Olympic Park Target for Rioters but Saved by Twitter
August 16 – The Olympic Park was one of the main targets for rioters in London last week but the Metropolitan Police were able to prevent an attack because of intelligence they picked-up on social networking sites like Twitter, senior officials told the House of Commons today.
The Metropolitan Police’s Assistant Commissioner Lynne Owens told the Home Affairs Committee that rioters in Hackney, one of the five Olympic Host Boroughs, had planned to storm the Olympic Park and Westfield Straford City, which is adjacent to the facilities being built for London 2012 and is due to officially open next month.
Westfield is also due to be the headquarters for several teams and sponsors during the Games, including Team GB.

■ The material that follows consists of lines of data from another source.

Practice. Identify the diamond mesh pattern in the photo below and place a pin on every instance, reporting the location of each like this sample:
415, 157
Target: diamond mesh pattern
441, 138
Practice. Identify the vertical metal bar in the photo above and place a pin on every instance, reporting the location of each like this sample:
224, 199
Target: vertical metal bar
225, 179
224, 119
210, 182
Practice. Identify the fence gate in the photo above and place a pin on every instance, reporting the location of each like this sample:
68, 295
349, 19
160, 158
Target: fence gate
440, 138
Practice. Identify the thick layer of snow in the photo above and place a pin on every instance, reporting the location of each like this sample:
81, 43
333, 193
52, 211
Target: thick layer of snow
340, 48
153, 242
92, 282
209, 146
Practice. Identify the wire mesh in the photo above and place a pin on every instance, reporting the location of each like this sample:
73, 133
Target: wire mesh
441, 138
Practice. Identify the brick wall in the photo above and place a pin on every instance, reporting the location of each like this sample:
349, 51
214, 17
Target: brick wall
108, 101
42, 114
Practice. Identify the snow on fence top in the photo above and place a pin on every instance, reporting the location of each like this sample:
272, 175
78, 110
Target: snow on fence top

But information about possible attacks was picked up via Twitter and BlackBerry messenger (BBM) Owens said, while Acting Commissioner Tim Godwin said he had considered asking authorities to switch off social networks.
“Through Twitter and BBM there was intelligence that the Olympic site, that both Westfields [shopping centres] and Oxford Street were indeed going to be targeted,” Ownes told the Committee at a special hearing.

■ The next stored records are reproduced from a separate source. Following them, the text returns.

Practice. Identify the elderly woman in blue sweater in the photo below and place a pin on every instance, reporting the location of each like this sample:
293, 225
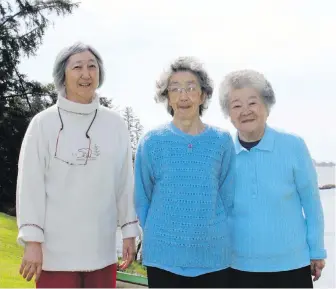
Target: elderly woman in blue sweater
278, 222
184, 185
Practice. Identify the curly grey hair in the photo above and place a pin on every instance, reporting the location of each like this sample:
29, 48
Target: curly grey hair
184, 64
62, 61
246, 78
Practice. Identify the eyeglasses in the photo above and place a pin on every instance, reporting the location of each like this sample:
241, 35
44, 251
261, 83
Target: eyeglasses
87, 136
188, 89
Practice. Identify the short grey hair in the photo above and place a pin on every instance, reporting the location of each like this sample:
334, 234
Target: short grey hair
62, 61
242, 79
184, 64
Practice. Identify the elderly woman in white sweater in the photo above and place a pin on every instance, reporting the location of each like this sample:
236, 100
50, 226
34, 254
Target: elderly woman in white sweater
75, 182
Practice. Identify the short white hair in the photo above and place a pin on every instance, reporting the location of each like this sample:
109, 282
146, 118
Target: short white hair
62, 61
246, 78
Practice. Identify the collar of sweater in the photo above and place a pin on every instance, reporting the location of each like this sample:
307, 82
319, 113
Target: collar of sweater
76, 107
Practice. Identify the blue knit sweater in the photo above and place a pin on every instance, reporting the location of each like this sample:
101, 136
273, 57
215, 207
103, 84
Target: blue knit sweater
184, 189
277, 217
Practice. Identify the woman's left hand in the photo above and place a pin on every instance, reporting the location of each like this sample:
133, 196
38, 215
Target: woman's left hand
129, 252
316, 267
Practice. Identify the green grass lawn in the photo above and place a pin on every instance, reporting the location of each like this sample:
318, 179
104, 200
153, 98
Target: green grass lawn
11, 254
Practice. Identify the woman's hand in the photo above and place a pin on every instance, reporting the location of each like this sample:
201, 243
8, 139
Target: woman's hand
316, 267
129, 252
32, 261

“We were able to secure all those places and indeed there was no damage at any of them.
“We were able to respond because of our monitoring of Twitter and BBM.”
Much of the looting and rioting was allegedly coordinated via social media, particularly through BBM service, leading to demands that police have powers to shut them down during crisis.
Godwin said the police considered trying to shut the networks down in order to prevent them being used to organise further violence.
But doubts over whether the Police had the powers to do that meant it did not happen and, in the end, helped assist their coordination in trying to quell the trouble.
“We did contemplate, I contemplated, asking the authorities to switch it off,” Godwin told the Committee.
“The legality of that is very questionable and additionally, it is also a very useful intelligence asset.”
Earlier this year the Olympic countdown clock in Trafalgar Square became a target for protestors who were demonstrating against Government cuts.
An estimated group of 300 tried to take it down but were prevented by the Metropolitan Police who formed a cordon around it.
Police have arrested more than 3,000 people over the riots that erupted August 6 in North London and flared for four nights across the capital and other English cities.
The mass rioting coincided with representatives from more than 200 National Olympic Committees visiting London for a Chef de Missions meeting to discuss preparations for next year’s Games.
“While there can be no doubt that the images of violence were damaging, in some ways, it underscores why events such as the Olympic Games are so vitally important in our world today,” said Andy Hunt, the chief executive of the British Olympic Association and the Chef de Mission for Team GB.
“A year from now, London will be the city where the world comes together in a spirit of friendship, peace, understanding and human excellence.”